Uma pena que agiram de forma tão normal após aquilo, se tivesse algum constrangimento poderiam tentar outras vezes até o constrangimento se tornar rotina e consequentemente elevariam aquela masturbação para penetração. Como que o loiro podia sentir tanta vontade de dar para alguém? Em todas as vezes que se deitara com mulheres ele só queria ficar por cima, atacá-las e amá-las da forma que mereciam e estar dentro delas era maravilhoso. A temperatura elevada de suas bucetinhas o enlouquecia, os seios macios balançando enquanto ele investia contra elas era de outro mundo. Sempre gozava muito rápido quando estava na cama com uma mulher.

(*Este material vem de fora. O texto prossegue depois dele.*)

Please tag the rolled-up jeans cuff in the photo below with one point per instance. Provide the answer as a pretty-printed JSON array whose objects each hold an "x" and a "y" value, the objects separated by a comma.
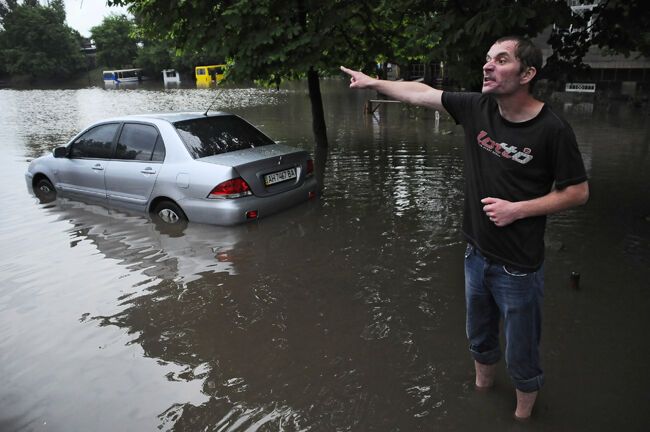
[
  {"x": 486, "y": 357},
  {"x": 530, "y": 385}
]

Pensar no quanto amava aquelas sensações o fazia se sentir estranho. Há quanto tempo que não transava com uma garota? Pior, há quanto tempo que sequer não beijava uma garota? Sanji sabia bem quanto tempo fazia e como ele perdera a razão para ir atrás de qualquer uma. Depois de Zoro o dar aquela abertura no dia em que se tocaram juntos, não parecia mais fazer sentido estar com mulheres.
Sabendo que o moreno iria se perder caso tentasse chegar no lugar sozinho, ou que ele simplesmente não iria por não se importar com o relacionamento alheio, Sanji resolveu buscá-lo. Koshiro não estava em casa, mas ele era tão gentil que havia dado uma cópia da chave para caso Sanji precisasse algum dia entrar, como uma emergência ou algo do tipo. Claramente o loiro não estava usando para uma emergência e sim para provavelmente acordar Zoro e arrastá-lo para fora da toca, mas era irrelevante, o que importava era acordar o marimo chutando a bela bunda musculosa dele.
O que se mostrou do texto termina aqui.